Her heart speeded up at the hopelessness of it, the panic it spawned, and yet she recognized a tiny simultaneous surge—the triumph of hope over common sense, the same thing that made a dog hare off after a cat, probably even the thing that caused Layne Bilderback to piece out crosswords. The challenge. The thrill of the chase. She might not get to the bottom of this, but she’d kill herself trying.

The thing to do was get as much background as she could on the case and the major players. Maybe she could solve the whole thing from the office, like Nero Wolfe or somebody.

Dream on,
she thought.

Still, another cup of coffee would go down well while she made a few phone calls. She poured one and dialed her friend Alison Gaillard, who knew everything about everybody.

“Officer Langdon. I was just thinking about you. I might write a reference book—Who’s In Who. What do you think?”

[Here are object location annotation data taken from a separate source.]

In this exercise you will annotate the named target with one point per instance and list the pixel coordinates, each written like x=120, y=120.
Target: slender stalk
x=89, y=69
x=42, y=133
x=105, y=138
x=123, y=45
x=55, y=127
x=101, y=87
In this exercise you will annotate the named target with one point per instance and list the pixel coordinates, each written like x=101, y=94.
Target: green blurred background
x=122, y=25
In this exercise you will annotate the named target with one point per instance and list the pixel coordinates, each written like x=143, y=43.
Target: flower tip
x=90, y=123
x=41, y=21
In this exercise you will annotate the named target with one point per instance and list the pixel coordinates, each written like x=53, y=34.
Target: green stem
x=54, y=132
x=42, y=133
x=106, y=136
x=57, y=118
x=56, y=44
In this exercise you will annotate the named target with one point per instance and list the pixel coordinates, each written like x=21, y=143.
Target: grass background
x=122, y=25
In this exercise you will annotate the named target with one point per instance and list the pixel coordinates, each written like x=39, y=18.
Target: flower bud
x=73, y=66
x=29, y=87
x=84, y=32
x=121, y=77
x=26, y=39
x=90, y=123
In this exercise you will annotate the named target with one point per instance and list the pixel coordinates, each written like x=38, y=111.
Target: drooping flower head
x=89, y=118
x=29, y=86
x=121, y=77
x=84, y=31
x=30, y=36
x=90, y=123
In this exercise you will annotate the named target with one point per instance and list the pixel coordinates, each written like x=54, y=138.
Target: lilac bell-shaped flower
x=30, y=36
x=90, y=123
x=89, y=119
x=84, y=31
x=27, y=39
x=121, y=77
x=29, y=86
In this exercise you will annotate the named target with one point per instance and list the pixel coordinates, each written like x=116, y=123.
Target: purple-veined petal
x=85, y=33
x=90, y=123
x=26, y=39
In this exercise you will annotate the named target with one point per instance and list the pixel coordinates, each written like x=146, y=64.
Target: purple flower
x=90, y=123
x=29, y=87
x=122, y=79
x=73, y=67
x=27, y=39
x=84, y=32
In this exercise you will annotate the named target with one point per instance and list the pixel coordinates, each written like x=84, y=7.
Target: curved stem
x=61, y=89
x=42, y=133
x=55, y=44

“Why were you thinking about me?”

“I need your opinion, of course.”

“It’ll never sell—you’d have to update it every twenty minutes.”

Alison hooted. “Especially in this town.”

Alison and Skip had been sorority sisters at a time when Skip had about as much business belonging to a sorority as to the Ladies’ Black Hand Auxiliary. From a distance, she had thought Alison beautiful, shallow, brainless, and malicious; until she had become a cop and one day needed information. In fact, she had found her warm and bright—they’d made friends for the first time. And if Alison ever called in her markers, Skip was going to owe her big—she’d provided information on so many cases Skip had lost count.

“You calling for a consultation?”

“Mmmm. Usual giant fee, of course.”

“It’ll be about Marguerite Kavanagh, I guess.”

“Now how on earth did you know that?” Skip had perused the paper quickly, and there was no mention of Geoff’s death or the department’s interest in it.

“Emmeline Norwood called her to say she was sorry about Geoff and Marguerite told her about you.”

“Which Emmeline couldn’t wait to report to you.”

“Not exactly. She told Reenie Vauxhall, who’s my day-care lady. Marguerite’s a lot older than we are, of course, but I took music lessons from her mama; half the kids in town did. Christina Julian—remember her?”